- Investors are gearing up for inflation figures from the US.
- Forecasts show annual inflation rose from 3.2% to 3.4% in March.
- US earnings expectations have dropped by 2.2% since the quarter began.
Equities closed Monday nearly flat with no catalysts ahead of the crucial US Consumer Price Index report. At the same time, a sharp increase in Treasury yields due to a drop in Fed rate-cut expectations put pressure on stocks.
Investors are gearing up for inflation figures from the US that will shape the outlook for rate cuts. The CPI report causes a lot of volatility in the market as it shows whether higher interest rates are having the intended effect. However, recent data from the US has shown a mixed picture that has confused most investors. While the economy has shown pockets of weakness, it remains robust. High economic demand could contribute to higher prices, pausing the progress made so far to lower inflation.
Moreover, investors have been concerned about rising commodity prices, especially oil. The ongoing geopolitical tension has contributed to an increase in fuel prices. This could spark another round of inflation that would dim expectations for interest rate cuts.
US inflation (Source: Bureau of Labor Statistics, Bloomberg)

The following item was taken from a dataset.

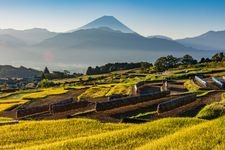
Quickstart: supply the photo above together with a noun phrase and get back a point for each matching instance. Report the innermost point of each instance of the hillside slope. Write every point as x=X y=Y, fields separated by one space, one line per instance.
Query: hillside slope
x=212 y=40
x=88 y=134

Forecasts show annual inflation rose from 3.2% to 3.4% in March. Meanwhile, economists expect a decline in the monthly figure from 0.4% to 0.3%. The actual figure might miss or beat the forecasts. A miss would be bullish for the equities market as it would increase rate-cut expectations. On the other hand, if the actual figure beats forecasts, the likelihood of a Fed cut in June could fall well below 50%. At the moment, there is a 54.5% chance that the first cut will come in June.
Meanwhile, Treasury yields have rallied to new highs due to declining rate cut expectations. The last major report from the US was the March jobs figures. Employment beat forecasts by a significant margin, while the unemployment rate unexpectedly declined.
Despite higher interest rates, the labor market has remained resilient. Consequently, there is doubt in the market whether the Fed will implement the first cut in June. The longer the Fed keeps borrowing costs high, the more negative the impact on businesses will be. As a result, equity markets suffer. Investors await more clarity on the rate cut outlook when the inflation report comes out.
At the same time, market participants are preparing for the first quarter earnings season. Notably, earnings expectations have dropped by 2.2% since the quarter began.